Concept

Commonwealth citizen

A Commonwealth citizen is a citizen or qualified national of a Commonwealth of Nations member state. Most member countries do not treat citizens of other Commonwealth states any differently from foreign nationals, but some grant limited citizenship rights to resident Commonwealth citizens. In 16 member states, resident non-local Commonwealth citizens are eligible to vote in elections. The status is most significant in the United Kingdom, and carries few or no privileges in many other Commonwealth countries. British Nationality Act 1948 and British subject Commonwealth citizenship was created out of a gradual transition from an earlier form of British nationality. Before 1949, all citizens of the British Empire were British subjects and owed allegiance to the Crown. Although the Dominions (Australia, Canada, Ireland, Newfoundland, New Zealand, and South Africa) created their own nationality laws following the First World War, they mutually maintained British subjecthood as a common nationality with the United Kingdom and its colonies.
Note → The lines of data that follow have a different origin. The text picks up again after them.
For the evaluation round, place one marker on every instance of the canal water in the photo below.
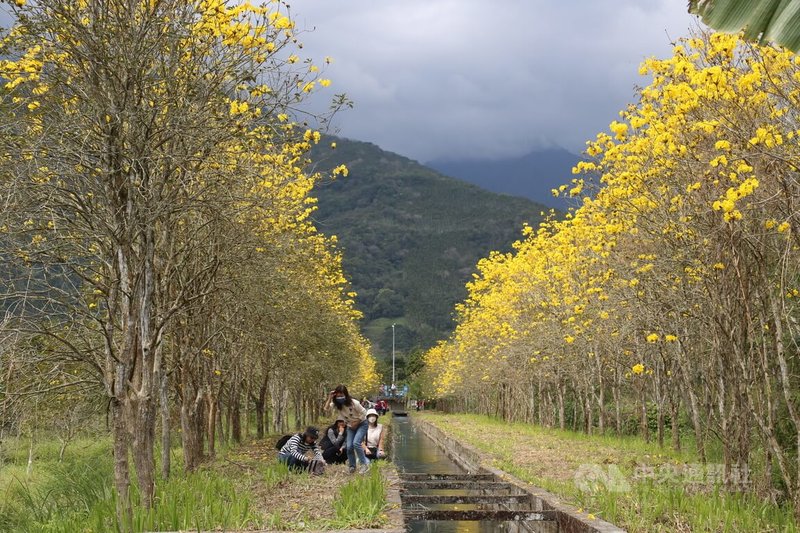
(414, 452)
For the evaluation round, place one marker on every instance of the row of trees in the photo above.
(674, 285)
(157, 248)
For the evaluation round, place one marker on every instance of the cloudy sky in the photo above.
(470, 78)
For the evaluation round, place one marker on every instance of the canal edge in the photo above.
(469, 458)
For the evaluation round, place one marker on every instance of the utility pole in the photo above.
(393, 385)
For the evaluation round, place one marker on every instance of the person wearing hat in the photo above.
(334, 449)
(302, 453)
(373, 443)
(355, 416)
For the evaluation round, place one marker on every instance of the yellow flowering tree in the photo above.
(673, 280)
(148, 149)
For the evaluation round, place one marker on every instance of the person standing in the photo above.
(373, 444)
(355, 416)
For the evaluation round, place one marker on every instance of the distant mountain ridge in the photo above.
(410, 237)
(531, 176)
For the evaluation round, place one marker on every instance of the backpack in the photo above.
(283, 440)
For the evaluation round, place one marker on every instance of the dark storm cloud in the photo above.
(454, 78)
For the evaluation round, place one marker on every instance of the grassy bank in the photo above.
(244, 488)
(633, 484)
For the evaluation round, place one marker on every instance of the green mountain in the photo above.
(410, 237)
(532, 175)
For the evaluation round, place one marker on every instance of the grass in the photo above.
(77, 494)
(243, 488)
(587, 471)
(361, 501)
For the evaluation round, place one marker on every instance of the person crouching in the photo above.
(302, 453)
(333, 443)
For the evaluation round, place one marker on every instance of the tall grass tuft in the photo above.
(77, 495)
(361, 502)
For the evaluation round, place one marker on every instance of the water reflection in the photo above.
(413, 451)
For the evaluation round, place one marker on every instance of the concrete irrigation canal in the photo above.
(444, 488)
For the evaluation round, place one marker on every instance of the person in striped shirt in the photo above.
(302, 453)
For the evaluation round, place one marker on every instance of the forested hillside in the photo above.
(411, 238)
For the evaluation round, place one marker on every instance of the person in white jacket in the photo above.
(355, 416)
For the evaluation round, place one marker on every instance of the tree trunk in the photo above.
(675, 425)
(236, 422)
(166, 441)
(121, 467)
(212, 425)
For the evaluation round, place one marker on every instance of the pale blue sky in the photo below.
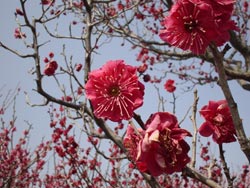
(13, 71)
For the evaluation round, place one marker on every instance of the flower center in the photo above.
(114, 91)
(190, 24)
(165, 140)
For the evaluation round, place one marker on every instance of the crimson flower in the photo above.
(114, 91)
(163, 148)
(194, 24)
(50, 68)
(131, 143)
(169, 86)
(190, 25)
(218, 122)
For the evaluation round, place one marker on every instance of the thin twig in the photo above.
(243, 140)
(225, 167)
(193, 118)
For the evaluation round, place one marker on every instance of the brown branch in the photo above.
(225, 167)
(196, 175)
(243, 141)
(193, 118)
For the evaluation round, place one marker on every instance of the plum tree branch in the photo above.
(243, 140)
However, divergence in Dominion legislation and growing assertions of independence from London culminated in the creation of Canadian citizenship in 1946 and its separation from British subject status. Combined with the impending independence of India and Pakistan in 1947, nationality law reform became necessary. The British Nationality Act 1948 redefined British subject as any citizen of the United Kingdom, its colonies, or other Commonwealth countries. Commonwealth citizen was also defined in this Act as having the same meaning. This change in naming indicated a shift in the base theory of British nationality, that allegiance to the Crown was no longer a requirement to hold British subject status. The change was also necessary to retain a number of newly independent countries that wished to become republics rather than retain the monarch as head of state. The common status of Commonwealth citizenship would instead be maintained voluntarily by the various members of the Commonwealth.